The merger of Jesus and Jefferson that propelled the New Christian Right was neither made in heaven, as in the eyes of its proponents, nor was it a cynical exercise in hypocritical self-interest, as often portrayed by its opponents. It was rather a historically constructed contingency that, judged from a broad Christian perspective, deserves to be both applauded and denounced.

It can be approved in classical Christian terms for trying to protect the lives of unborn innocents, but criticized for not seeing the need to mobilize on behalf of other weak and marginalized members of society, such as those who are trapped in urban ghettos. It can be praised for efforts at protecting families from the ravages of modern sexual and gender revolutions, but criticized for not acknowledging the stress placed upon families by postwar economic growth, 24/7 advertising, and runaway consumption. It can be praised for standing firm against atheistic communism, but criticized for treating the complex realities of the modern political world as a Manichean cartoon. It can be praised for insisting on personal responsibility in the face of Big Labor and Big Government, but also criticized for not exercising the same vigilance with respect to Big Finance, Big Insurance, and Big Business.

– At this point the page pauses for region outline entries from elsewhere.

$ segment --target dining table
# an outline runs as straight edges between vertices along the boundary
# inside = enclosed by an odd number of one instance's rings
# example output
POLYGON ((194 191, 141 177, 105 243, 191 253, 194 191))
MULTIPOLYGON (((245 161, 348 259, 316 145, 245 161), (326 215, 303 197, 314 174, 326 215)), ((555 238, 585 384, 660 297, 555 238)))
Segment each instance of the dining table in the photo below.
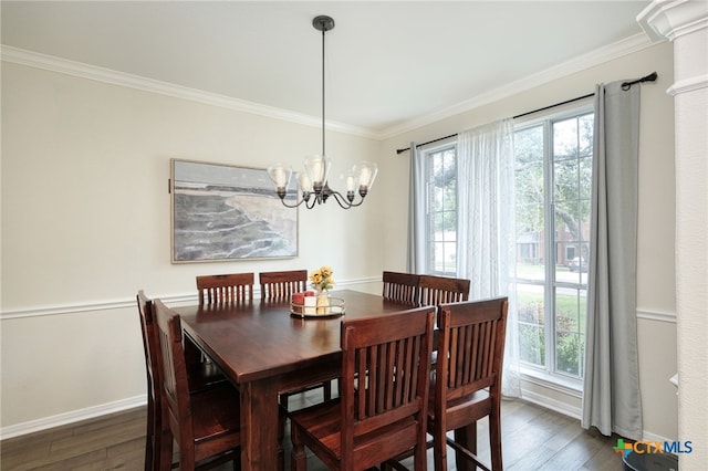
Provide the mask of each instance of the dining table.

Above all, both books make abundantly clear that, in the recent United States, evangelical conservative politics has been a movement without a philosophy. The great irony of Dochuk’s story is that the jobs that drew practitioners of Southern plain-folk religion to California—and that enabled them to become advocates for local rights opposing dictates from Washington—were either created directly by government action or facilitated by government subsidies to oil, gas, aerospace, and defense industries. Yet to deal with such complexities—to bring together solidly grounded conceptions of government, employment, education, capitalism, race, history, world affairs, and even Christianity into practical political action—requires political philosophy of the sort that American evangelicals have never possessed. Theirs is not the tradition of Rerum Novarum, Quadragesimo Anno, or Mater et Magistra. It is instead the tradition of Charles G. Finney, who in the 1830s declared that the problem of slavery could be resolved “in three years’ time” if only slaveholders would recognize that slaveholding was a sin. It is the lineage of Billy Sunday, who in 1919 predicted that Prohibition would empty American prisons and transform the country into a heaven on earth.

The flourishing of conservative evangelical politics in recent American history has done considerable good through the exercise of instinct, anger, energy, and zeal. It would have done much more good, and also drawn nearer to the Christianity by which it is named, if it had manifested comparable wisdom, honesty, self-criticism, and discernment.